Nicoletta Grillo presents an installation in dialogue with the steps that will host the public program, an assemblage of images exploring the Tyrrhenian territory of Calabria. The series is a topographic fabulation that depicts places shaped by the movement of matter and people between land and sea.
Open Call 2025
Dialogues from the Underground is the title of the open call launched by Video Sound Art for the fifteenth edition of the festival, curated by Francesca Colasante in collaboration with Pollinaria and TAB | Take Away Bibliographies. In line with the festival’s theme, the call invited artists, creatives, and researchers to take part in a residency dedicated to exploring the underground — both as a symbolic and real space.
The selected project, TUNING FOR RELATIONSHIPS. Practices of Somatic Speleology by Sofia Salvatori, investigates the perceptual potential of the body in relation to hypogeal environments through listening and attunement exercises with the depths of the ground.
The residency took place at Pollinaria, an organic farm and research center active since 2007 in Abruzzo, which promotes projects integrating art, agriculture, and the environment. A core component of the project was also the editorial and research approach of TAB | Take Away Bibliographies, which collects and shares bibliographies through the production of zines as a collective practice of non-linear, non-productive knowledge-making, including textual and multimedia sources — preferably open access.
On Friday, 28 November, during the festival opening, Sofia Salvatori will present the outcomes of TUNING FOR RELATIONSHIPS. Practices of Somatic Speleology in conversation with Francesca Colasante (curator of the open call), Rita Duina (who will present TAB’s new fanzine), and Letizia Scarpello for Pollinaria. Conceived as an open narrative, the publication interweaves images, notes, and theoretical references, becoming both an extension and a trace of the collective research process.
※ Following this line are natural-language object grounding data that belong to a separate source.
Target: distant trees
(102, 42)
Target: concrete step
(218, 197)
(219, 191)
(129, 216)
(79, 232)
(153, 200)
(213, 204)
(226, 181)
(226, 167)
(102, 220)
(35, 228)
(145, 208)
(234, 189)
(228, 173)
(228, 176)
On the mornings of Saturday 29 and Sunday 30 November, Sofia Salvatori will also lead a workshop inviting participants to “descend” with their bodies — an experience rooted in eco-somatic practice that evokes speleological movement: an act of listening, releasing, and abandoning verticality to perceive space in new ways.
Public Program
Curated by Stella Succi, the public program of the fifteenth edition offers a schedule of talks and presentations open to the public — a space for dialogue and speculative experimentation. Through connections among the arts, philosophy, and science, it seeks to expand and share the research processes underpinning the exhibited projects.
On Saturday, 29 November, three encounters will take place. The first brings together philosopher Paolo Pecere, curator Barbara Casavecchia, and artist Luca Trevisani for a conversation on the relationship between the arts and the underground across time — from prehistoric expressions to contemporary practices and imaginaries.
The second talk features speleologist Francesco Sauro, microbiologist Martina Cappelletti, and artist Natália Trejbalová. Drawing from scientific research and the artistic and editorial project Never Ground, the discussion will address the underground as a crossroads between the terrestrial and the extraterrestrial, between deep time and the future.
The day will conclude with a performative reading featuring contributions by Annamaria Ajmone, Altalena, Sandra Cane, Ivan Carozzi, Piergiorgio Caserini, Attila Faravelli, Frankenstein, Medusa, and Murmur, in an intertwining of voices and sounds evoking the many forms of depth.